12 things you must do to protect yourself on the Internet

by Kole McRae

Note: This post is a compilation of a three-part series published over the past week.

My recent post, "A Hacker's Story: Let me tell you just how easily I can steal your personal data," is pretty popular. It really showed people how easy it is for even a young journalist with almost no hacking experience to get their personal data. Now that people are aware of this, what can you do? Is there a way to stop this kind of thing?

Yes—but it's not easy.

I've compiled a list of tips, software and hacks that will help you keep your private data to yourself while browsing the web. You don't have to use all of these, and some of them will admittedly slow down your web experience. But just remember, the more you use, the safer your data is.

1. WPA2 with AES encryption.

The major piece of advice I gave people in my original article was to use WPA encryption on their router instead of WEP. This was close, still a bit off. Your best bet is to use WPA2 with AE>S encryption and use a strong password (information on how to make a strong password is coming in a later article).

I wont go into the nitty-gritty details of setting that up, but if you don't know what you're doing, just call your router's supplier (or your Internet service provider) and ask them to walk you through the process. It's not as complex as it sounds. It only takes a few mouse clicks and once set up never has to be touched again.

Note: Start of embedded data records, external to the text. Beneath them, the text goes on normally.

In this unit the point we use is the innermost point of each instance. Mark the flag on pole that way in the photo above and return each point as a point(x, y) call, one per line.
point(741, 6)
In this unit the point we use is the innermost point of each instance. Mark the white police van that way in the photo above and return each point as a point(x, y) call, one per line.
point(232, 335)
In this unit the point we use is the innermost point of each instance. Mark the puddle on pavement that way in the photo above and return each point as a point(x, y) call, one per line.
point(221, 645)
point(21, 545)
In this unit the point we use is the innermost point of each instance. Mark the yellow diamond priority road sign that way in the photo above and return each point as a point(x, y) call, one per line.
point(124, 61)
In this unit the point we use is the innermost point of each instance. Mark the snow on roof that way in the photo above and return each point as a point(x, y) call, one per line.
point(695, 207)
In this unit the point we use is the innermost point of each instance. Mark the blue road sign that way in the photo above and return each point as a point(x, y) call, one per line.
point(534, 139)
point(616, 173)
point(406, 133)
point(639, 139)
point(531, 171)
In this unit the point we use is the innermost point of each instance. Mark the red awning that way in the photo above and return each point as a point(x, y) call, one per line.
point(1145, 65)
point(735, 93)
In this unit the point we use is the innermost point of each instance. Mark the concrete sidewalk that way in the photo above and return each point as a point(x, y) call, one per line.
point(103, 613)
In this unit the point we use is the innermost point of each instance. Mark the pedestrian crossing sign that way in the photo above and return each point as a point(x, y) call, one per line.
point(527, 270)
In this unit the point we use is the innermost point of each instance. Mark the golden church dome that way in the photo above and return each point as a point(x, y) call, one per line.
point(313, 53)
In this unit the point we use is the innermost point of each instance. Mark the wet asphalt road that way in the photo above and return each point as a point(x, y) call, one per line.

This will stop anyone from doing what I did in my original article.


You can't always use your own home network. Sometimes you have to use a public network (such as at school or work), and there's no way to guarantee privacy on these networks. For example, at a university even if the network is secure, it's very easy for a student who legitimately has the password to use the same methods I used in my first article to get your information.

So how do you make sure no one can see your online banking transactions or important emails you're sending?

The answer is HTTPS encryption. What this does is make it so even if someone is sniffing your web browsing, they have no idea what you're doing. Most banking sites and some email providers (such as Gmail) already offer this by default.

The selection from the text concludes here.